Granted, the ending was a happy one. But the damage had already been wreaked on the national front; social peace had been upset; a problem had been unnecessarily created. It would have been much more constructive to publicise the many instances in which Muslims had donated money to churches and Copts to mosques, the result being the fostering of social compassion and solidarity to build the nation. In this respect, I received the following letter from one of our regular readers in Qoussiya, Assiut, Sheikh Ali Hairous. “ The fatwa which bans Muslims from donating money to churches produces nothing but increased sectarian tension and tears apart the national fabric. I wish those in positions of responsibility would refrain from trifling with religions. The church carries the same mission as the mosque; both are places of worship and guidance. How could a fatwa place churches on the same footing as sites of evildoing? Were not many of our mosques built with donations from Christians? Is it a sin to pray in them now?”

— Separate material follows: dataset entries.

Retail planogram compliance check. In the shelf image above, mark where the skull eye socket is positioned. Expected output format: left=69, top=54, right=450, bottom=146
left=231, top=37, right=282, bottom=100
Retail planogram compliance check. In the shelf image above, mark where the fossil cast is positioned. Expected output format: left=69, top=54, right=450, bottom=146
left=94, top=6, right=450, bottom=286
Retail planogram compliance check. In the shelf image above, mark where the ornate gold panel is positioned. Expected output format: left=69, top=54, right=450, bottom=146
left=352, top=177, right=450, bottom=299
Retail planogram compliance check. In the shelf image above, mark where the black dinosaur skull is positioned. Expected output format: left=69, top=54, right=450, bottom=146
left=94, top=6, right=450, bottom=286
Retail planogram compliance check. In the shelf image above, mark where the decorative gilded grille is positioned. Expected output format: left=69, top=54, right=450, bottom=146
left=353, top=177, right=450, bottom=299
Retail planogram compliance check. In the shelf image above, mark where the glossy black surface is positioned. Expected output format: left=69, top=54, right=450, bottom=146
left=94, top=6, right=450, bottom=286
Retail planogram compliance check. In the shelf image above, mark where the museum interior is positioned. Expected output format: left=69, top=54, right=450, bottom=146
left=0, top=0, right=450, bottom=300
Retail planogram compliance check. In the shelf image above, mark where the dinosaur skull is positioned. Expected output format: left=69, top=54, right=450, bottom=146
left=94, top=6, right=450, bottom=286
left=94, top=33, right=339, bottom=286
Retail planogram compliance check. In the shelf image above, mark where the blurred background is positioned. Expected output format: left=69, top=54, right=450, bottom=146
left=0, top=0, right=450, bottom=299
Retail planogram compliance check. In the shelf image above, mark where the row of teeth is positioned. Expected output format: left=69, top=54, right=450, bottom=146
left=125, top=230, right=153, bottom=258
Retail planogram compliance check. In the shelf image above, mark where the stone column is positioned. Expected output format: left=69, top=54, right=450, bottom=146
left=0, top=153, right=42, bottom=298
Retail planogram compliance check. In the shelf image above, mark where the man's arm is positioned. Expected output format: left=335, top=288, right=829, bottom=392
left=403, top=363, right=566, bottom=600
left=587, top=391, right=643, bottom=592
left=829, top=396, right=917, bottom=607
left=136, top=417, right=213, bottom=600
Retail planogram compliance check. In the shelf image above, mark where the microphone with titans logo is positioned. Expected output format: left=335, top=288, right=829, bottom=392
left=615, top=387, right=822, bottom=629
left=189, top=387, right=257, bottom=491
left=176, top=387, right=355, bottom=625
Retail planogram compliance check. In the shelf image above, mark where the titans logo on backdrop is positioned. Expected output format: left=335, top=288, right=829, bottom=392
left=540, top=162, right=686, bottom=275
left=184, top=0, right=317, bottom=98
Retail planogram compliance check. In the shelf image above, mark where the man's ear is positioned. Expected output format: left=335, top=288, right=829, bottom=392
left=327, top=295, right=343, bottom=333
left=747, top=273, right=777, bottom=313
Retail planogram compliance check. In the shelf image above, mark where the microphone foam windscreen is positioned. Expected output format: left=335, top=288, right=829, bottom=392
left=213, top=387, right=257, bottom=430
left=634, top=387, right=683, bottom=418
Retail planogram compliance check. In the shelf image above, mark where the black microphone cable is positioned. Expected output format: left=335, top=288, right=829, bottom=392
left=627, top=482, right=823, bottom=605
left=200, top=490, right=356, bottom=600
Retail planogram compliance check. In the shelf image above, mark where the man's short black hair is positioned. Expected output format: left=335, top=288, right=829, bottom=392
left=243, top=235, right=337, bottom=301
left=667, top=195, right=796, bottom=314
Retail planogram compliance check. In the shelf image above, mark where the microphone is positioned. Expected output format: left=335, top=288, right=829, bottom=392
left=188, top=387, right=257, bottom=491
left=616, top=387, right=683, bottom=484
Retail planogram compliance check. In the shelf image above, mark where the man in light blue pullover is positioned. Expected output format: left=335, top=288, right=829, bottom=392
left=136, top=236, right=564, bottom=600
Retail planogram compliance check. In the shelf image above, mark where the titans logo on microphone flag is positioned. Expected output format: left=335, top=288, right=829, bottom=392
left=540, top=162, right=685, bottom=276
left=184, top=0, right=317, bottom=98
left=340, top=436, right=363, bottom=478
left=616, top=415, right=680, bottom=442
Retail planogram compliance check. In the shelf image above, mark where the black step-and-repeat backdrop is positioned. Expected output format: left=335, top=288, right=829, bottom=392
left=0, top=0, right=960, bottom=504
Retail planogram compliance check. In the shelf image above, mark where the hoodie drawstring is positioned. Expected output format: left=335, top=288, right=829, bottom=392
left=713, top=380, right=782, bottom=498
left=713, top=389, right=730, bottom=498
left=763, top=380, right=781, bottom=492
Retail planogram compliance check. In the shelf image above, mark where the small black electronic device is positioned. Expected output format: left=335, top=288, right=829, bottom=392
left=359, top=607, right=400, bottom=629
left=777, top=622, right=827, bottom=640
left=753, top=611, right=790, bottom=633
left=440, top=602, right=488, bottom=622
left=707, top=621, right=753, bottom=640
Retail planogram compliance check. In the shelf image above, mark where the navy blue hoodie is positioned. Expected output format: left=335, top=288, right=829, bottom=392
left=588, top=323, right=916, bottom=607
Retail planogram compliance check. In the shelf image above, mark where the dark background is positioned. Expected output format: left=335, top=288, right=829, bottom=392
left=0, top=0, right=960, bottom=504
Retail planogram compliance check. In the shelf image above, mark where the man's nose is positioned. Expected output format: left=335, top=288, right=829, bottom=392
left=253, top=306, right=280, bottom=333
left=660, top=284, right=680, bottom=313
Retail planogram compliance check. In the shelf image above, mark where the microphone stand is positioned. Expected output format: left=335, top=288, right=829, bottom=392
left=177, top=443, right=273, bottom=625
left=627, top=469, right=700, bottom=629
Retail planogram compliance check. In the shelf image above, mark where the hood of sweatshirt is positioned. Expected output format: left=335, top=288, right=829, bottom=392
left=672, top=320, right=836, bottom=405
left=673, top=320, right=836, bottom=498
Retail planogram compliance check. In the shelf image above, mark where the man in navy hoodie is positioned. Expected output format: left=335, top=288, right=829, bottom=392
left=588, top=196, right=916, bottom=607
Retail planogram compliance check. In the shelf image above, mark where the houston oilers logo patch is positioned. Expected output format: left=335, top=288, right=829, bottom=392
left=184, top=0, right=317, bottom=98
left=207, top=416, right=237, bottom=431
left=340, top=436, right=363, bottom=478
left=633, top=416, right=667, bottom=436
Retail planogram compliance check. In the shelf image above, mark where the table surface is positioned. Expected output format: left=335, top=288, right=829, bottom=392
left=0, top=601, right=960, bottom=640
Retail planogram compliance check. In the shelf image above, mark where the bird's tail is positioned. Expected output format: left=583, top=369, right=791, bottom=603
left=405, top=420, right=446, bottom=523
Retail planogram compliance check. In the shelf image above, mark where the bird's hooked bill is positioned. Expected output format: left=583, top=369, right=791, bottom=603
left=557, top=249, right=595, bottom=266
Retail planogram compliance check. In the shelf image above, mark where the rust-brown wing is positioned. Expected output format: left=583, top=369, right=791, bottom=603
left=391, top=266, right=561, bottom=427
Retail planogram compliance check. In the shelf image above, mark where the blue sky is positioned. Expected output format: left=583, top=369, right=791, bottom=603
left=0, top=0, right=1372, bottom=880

The second bombshell was the arrest of some 155 individuals, mainly in the governorate of Aswan, for breaching the Ramadan fast. The move calls to mind the religious zealousness we hear of in some of the Gulf states but never existed in Egypt—an old land famous for its civilisation and culture of tolerance. I know nothing about what religion those arrested belong to; it makes no difference whatsoever. Our security officials behaved as though they were the self-appointed guardians of faith, their mission being to search consciences and enforce religious rituals. This is at best an outrageous departure from their original role of law enforcement; Egypt’s Constitution and laws include nothing about criminalising or penalising violators of Ramadan fast.
The arrests are unprecedented in Egypt where Muslims may differ over the fast, one or another of them may take offence if another Muslim is not fasting, some may even reproach a Christian for eating or drinking before them during the fast. It may do well in this context to hint that fasting is about far more than matters of food and drink; it should lead to an elevated spiritual sense. But in the end it has customarily been a matter of personal freedom. This is why it is unacceptable, unimaginable, and unconscionable that an executive authority should take it upon itself to act as the self appointed guardian of virtue, deciding who is good and who is not, and penalising who it sees fit.
Some have described the situation as heralding in the “Aswan Islamic Republic”, but I say it is “Taliban, Egypt branch”. But the real catastrophe is the official silence, beginning with the security heads in Aswan and up to the political and religious leaderships in Cairo. It sends a clear message to the man in the street that the arrests were not wrong, even if unfortunate.